Our first activity was to put a 300 piece puzzle together as fast as we could. Each team got the same puzzle, a cat with a pile of books in front of a rainy window.
I’ll admit it was pretty fun! We had a kid on our team, which slowed us down, and Azhi is no puzzle master, so it left the bulk of the work to me and four other women. But Azhi was good at separating the pieces for us, and we ended up giving the border to the kid (this puzzle company has special white pieces to go around the edge to make a nice displayable border) and these other ladies worked fast and hard.
We didn’t win top 3 (prizes were big discounts for puzzles) but we were pretty close. While we waited for the other teams to finish we got to sip on fruit and coffee drinks and eat snacks for free. Yummmmmm.
It was also Chinese Valentines Day and they gave us a free puzzle card and pens so we could write a message to someone and give it to them. Obviously I wrote mine for Azhi but then I broke it up quickly and put the pieces into the envelope before he saw what I wrote. Not sure he has managed to put together the puzzle yet, heh heh.
The next contest was what could be described as “puzzle relay.” We had these little mini puzzles, only 16 pieces, but many of the pieces were identical and would fit together easily even if they were wrong. So that, added with the time pressure and people watching you, made it more nerve wracking than it sounds.
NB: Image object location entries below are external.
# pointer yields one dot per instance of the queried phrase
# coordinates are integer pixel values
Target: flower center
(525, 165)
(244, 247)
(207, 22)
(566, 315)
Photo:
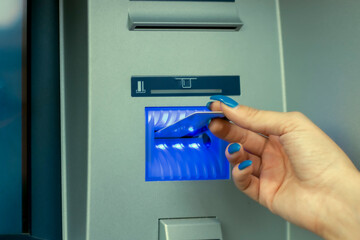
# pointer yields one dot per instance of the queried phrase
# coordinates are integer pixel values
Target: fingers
(236, 154)
(252, 142)
(265, 122)
(245, 181)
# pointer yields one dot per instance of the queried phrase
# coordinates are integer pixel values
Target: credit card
(190, 126)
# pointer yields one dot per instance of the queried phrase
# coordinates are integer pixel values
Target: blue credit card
(190, 126)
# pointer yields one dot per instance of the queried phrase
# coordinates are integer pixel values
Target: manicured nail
(208, 122)
(245, 164)
(234, 147)
(224, 99)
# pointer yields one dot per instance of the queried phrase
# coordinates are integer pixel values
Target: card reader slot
(175, 153)
(184, 28)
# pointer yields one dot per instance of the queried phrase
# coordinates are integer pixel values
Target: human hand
(295, 169)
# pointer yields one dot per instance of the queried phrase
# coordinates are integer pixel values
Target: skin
(298, 172)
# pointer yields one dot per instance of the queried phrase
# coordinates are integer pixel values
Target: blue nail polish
(245, 164)
(224, 99)
(208, 105)
(234, 147)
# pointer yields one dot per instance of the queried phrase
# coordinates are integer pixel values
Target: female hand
(293, 168)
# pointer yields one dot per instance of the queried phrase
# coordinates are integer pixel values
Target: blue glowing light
(194, 145)
(178, 146)
(178, 159)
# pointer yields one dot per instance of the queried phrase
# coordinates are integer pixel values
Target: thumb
(265, 122)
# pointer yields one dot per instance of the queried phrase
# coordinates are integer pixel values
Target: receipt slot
(138, 160)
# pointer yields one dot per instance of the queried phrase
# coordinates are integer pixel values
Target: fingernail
(245, 164)
(224, 99)
(234, 147)
(208, 122)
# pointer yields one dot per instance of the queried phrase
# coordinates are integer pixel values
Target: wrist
(341, 215)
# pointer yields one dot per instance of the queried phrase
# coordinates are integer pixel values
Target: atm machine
(129, 70)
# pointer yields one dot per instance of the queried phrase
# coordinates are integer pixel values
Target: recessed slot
(201, 157)
(187, 28)
(180, 16)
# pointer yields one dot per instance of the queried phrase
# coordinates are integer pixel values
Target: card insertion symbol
(186, 82)
(140, 87)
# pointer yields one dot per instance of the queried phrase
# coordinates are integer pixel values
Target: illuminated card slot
(181, 91)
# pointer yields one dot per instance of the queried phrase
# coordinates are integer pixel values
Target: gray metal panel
(322, 55)
(121, 205)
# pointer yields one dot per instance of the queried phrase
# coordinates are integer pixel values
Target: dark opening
(186, 27)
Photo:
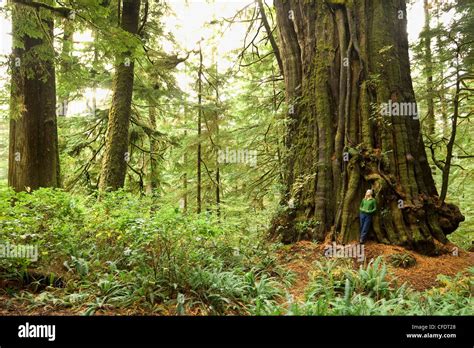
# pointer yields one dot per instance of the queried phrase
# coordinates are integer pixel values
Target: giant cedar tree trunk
(33, 142)
(343, 60)
(114, 165)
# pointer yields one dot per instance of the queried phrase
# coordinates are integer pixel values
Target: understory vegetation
(111, 251)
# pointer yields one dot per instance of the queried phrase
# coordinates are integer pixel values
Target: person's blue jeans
(365, 222)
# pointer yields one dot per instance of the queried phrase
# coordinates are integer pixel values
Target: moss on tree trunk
(343, 60)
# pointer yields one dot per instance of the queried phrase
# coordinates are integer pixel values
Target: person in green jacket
(367, 208)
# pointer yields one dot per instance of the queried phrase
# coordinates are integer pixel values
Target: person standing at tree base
(367, 208)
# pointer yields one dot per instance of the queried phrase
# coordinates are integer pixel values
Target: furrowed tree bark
(343, 61)
(33, 144)
(152, 184)
(116, 156)
(430, 117)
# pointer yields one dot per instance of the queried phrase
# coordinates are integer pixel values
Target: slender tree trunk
(199, 128)
(33, 145)
(66, 64)
(343, 62)
(452, 138)
(116, 156)
(430, 117)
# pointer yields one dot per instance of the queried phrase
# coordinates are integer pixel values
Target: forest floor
(421, 276)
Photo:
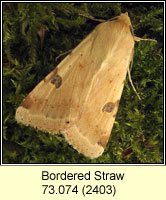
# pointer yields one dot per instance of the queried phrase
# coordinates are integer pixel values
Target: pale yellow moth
(80, 97)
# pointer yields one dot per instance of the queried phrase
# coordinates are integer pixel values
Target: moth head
(125, 19)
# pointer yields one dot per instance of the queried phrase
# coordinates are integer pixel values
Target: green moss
(27, 60)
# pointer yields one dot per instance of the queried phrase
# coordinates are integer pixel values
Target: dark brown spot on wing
(103, 141)
(108, 107)
(56, 80)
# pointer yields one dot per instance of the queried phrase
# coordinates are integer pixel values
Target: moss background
(137, 136)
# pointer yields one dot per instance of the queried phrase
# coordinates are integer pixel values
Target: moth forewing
(80, 97)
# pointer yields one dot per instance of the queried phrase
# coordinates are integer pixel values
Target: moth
(80, 97)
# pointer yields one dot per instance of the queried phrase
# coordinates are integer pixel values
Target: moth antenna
(128, 71)
(63, 54)
(92, 18)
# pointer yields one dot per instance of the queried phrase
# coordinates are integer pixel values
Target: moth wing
(57, 101)
(80, 97)
(99, 111)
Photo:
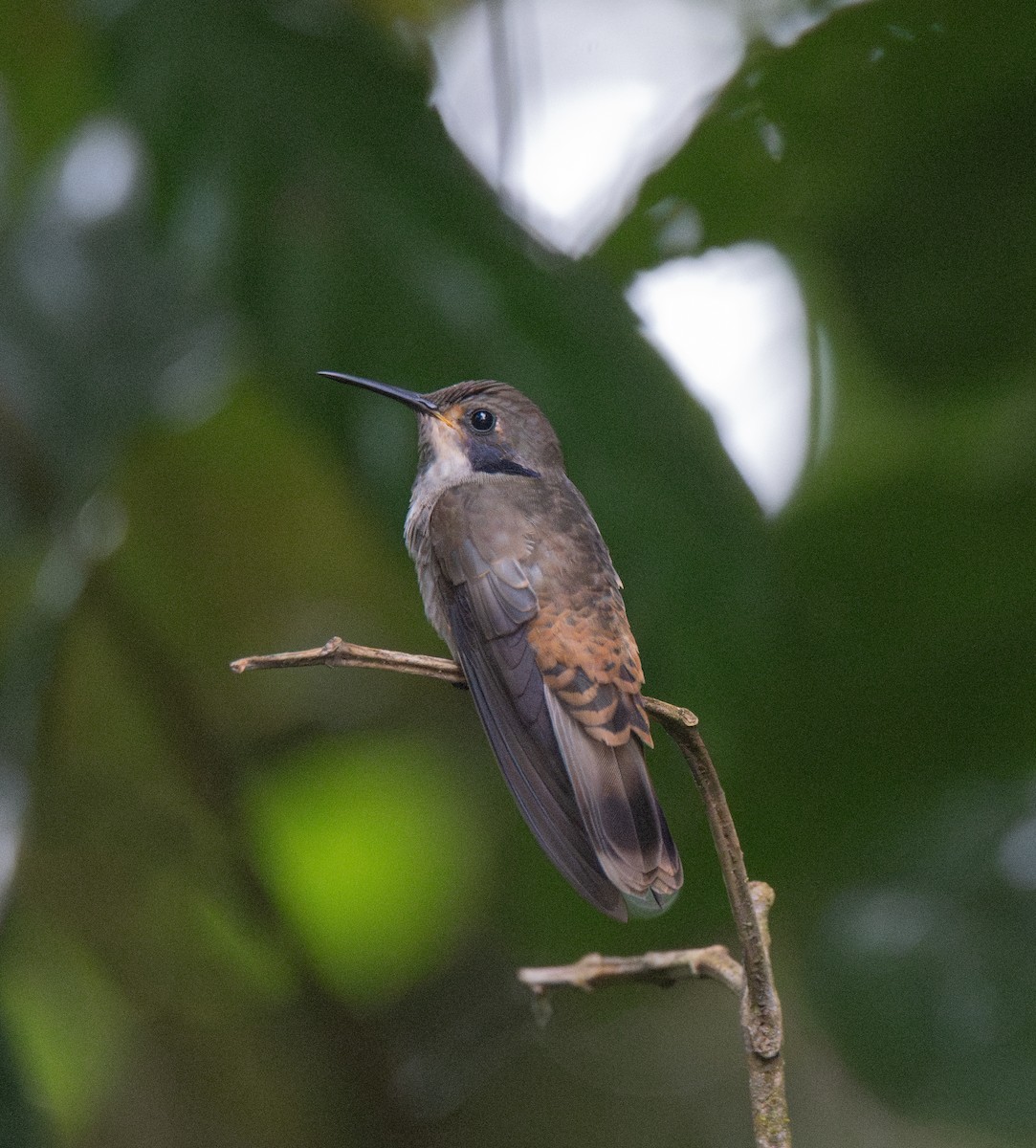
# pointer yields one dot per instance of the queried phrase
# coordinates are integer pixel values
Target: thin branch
(659, 968)
(750, 901)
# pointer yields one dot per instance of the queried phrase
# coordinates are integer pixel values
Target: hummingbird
(518, 583)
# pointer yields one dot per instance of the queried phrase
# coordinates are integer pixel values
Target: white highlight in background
(566, 106)
(732, 324)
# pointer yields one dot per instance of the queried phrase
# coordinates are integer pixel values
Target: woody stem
(750, 901)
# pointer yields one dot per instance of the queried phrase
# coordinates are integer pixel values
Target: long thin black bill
(410, 397)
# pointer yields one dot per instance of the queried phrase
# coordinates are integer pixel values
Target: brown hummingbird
(519, 585)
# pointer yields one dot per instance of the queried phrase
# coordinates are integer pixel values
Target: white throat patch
(451, 464)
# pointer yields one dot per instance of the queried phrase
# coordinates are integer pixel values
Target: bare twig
(659, 968)
(750, 901)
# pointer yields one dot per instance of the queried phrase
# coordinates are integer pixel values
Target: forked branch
(750, 901)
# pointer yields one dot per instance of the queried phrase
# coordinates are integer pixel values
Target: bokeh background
(770, 267)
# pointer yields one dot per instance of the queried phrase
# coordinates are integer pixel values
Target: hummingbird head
(474, 429)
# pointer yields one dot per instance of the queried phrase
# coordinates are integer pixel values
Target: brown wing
(562, 738)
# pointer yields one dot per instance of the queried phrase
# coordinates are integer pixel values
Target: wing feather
(508, 694)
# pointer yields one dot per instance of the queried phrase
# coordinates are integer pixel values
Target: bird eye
(481, 420)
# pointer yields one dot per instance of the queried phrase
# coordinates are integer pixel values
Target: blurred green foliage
(285, 908)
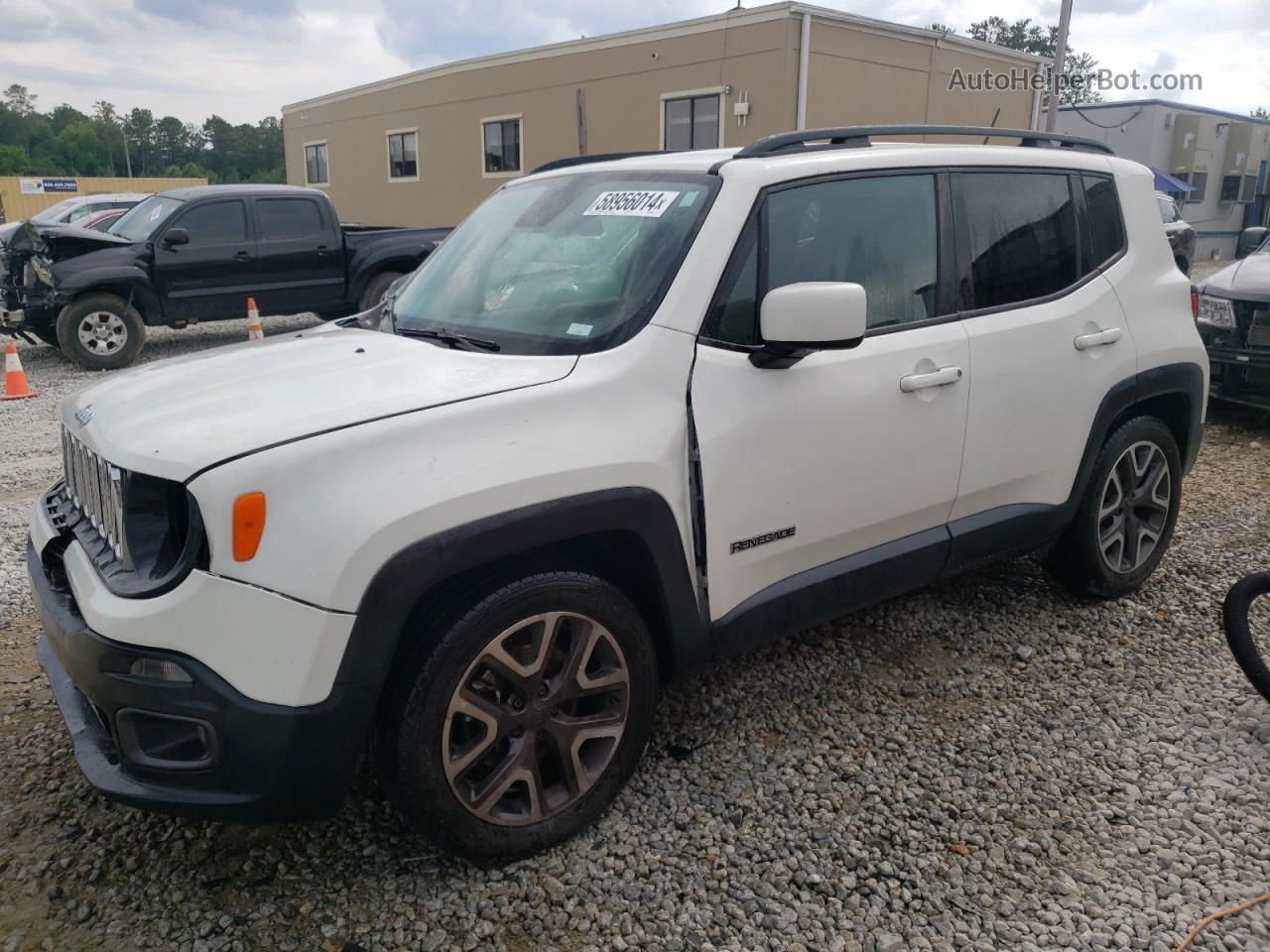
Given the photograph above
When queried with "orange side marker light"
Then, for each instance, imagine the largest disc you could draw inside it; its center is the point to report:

Each team got their box of six mini puzzles and at the buzzer they had to rip open the packaging and begin, with the first person having to finish the puzzle correctly before the next person was allowed to start. Our strategy was to let our slowest player go first and hopefully make up the time after. The slowest player on our team? Azhi. And watching him try to piece together this little tiny puzzle was a test of patience. We weren’t allowed to help him at all (verbally or otherwise) so we watched in silence as he rotated pieces and slowly figured it out. The little girl was getting really frustrated at him and kept trying to yell out when he put the wrong piece together, haha. But he finally got in done and we recovered quick. I was the last one to put together my little puzzle for my team and we ended up winning second prize!
The last activity was just a general puzzle playing time. They had a bunch of puzzles to choose from and my teammate chose a 1,000 piece “currency of the world” puzzle. Even with six people, finishing that puzzle would take a few hours so Azhi and I stuck around long enough to get the edge and some bills done and then we left early.
They gave everyone a 20% discount and of course I spent it right away on my next puzzle. I went for a 2,000 piecer called “Our 2020.” It depicts a scene of what 2020 is like complete with temperature checks at stores and face masks in public (remember this is a Taiwanese puzzle company so things like face masks aren’t controversial at all.)
So I’m certainly not a hard core puzzler, but this was a fun thing to try and a good way to spend an afternoon. To make a staycation work, you gotta be willing to try any crazy old thing, including a puzzle competition.